Tea Research Institute, Chinese Academy of Agricultural Sciences, Key Laboratory of Biology, Genetics and Breeding of Special Economic Animals and Plants, Ministry of Agriculture and Rural Affairs, 9 Meiling South Road, Hangzhou, Zhejiang 310008, PR China; College of Horticulture, Hunan Agricultural University, No. 1 Nongda Road, Furong District, Changsha, Hunan 410128, PR China.

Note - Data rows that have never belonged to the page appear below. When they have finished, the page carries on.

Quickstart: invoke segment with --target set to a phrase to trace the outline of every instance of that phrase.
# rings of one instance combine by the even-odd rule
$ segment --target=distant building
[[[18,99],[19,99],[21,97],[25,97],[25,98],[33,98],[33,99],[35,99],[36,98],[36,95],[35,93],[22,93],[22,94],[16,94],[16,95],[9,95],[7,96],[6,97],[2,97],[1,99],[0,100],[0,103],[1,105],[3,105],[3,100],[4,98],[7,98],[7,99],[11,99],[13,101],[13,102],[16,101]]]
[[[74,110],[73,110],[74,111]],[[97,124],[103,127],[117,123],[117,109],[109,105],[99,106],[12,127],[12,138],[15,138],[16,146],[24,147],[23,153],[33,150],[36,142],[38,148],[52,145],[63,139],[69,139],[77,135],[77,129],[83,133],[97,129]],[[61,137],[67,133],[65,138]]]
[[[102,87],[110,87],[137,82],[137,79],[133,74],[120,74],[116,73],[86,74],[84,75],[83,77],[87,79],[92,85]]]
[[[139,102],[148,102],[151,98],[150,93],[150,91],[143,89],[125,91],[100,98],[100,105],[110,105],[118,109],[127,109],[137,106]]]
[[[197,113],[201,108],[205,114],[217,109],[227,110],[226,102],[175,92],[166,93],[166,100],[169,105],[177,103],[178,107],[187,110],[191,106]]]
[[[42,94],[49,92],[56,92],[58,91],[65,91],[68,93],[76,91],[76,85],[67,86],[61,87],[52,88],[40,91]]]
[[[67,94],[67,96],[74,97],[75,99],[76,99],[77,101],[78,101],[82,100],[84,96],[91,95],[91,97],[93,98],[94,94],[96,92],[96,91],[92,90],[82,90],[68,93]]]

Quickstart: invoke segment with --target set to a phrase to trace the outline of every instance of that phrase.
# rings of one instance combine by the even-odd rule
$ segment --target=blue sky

Tea Research Institute, Chinese Academy of Agricultural Sciences, Key Laboratory of Biology, Genetics and Breeding of Special Economic Animals and Plants, Ministry of Agriculture and Rural Affairs, 9 Meiling South Road, Hangzhou, Zhejiang 310008, PR China.

出版信息

Food Chem. 2025 Nov 15;492(Pt 1):145352. doi: 10.1016/j.foodchem.2025.145352. Epub 2025 Jun 30.

Abstract

Fixation plays a crucial role in green tea processing; however, the impact of different fixation degrees on the conversion of non-volatile and volatile metabolites remains unclear. This study explored the effects of mild, moderate, and severe fixation on green tea quality and identified 53 non-volatile metabolites, 60 volatile metabolites, and 17 objective flavor indicators. Moderate fixation (55 % leaf moisture) enhanced the umami and greenness of liquor by 38.91 % and 5.52 %, respectively. Using multivariate analyses, dose-over-threshold, and odor activity values, eight key non-volatile metabolites and three volatile metabolites were identified. Notably, moderate fixation reduced catechin and fatty acid oxidation, glutamic acid decarboxylation, and promoted flavonol glycoside degradation and glycoside hydrolysis. Moreover, it facilitated epigallocatechin gallate (9.49 %), theanine (3.05 %), and linalool formation and accumulation, thereby enhancing the taste and aroma of green tea. This study offers a foundation for optimizing green tea processing to improve tea quality.

摘要

杀青在绿茶加工过程中起着至关重要的作用;然而,不同杀青程度对非挥发性和挥发性代谢产物转化的影响尚不清楚。本研究探讨了轻度、中度和重度杀青对绿茶品质的影响,并鉴定出53种非挥发性代谢产物、60种挥发性代谢产物和17种客观风味指标。中度杀青(叶片含水量55%)使茶汤的鲜味和青味分别提高了38.91%和5.52%。通过多元分析、剂量超过阈值和气味活性值,鉴定出8种关键非挥发性代谢产物和3种挥发性代谢产物。值得注意的是,中度杀青减少了儿茶素和脂肪酸氧化、谷氨酸脱羧,并促进了黄酮醇糖苷降解和糖苷水解。此外,它促进了表没食子儿茶素没食子酸酯(9.49%)、茶氨酸(3.05%)和芳樟醇的形成和积累,从而提升了绿茶的口感和香气。本研究为优化绿茶加工以提高茶叶品质提供了依据。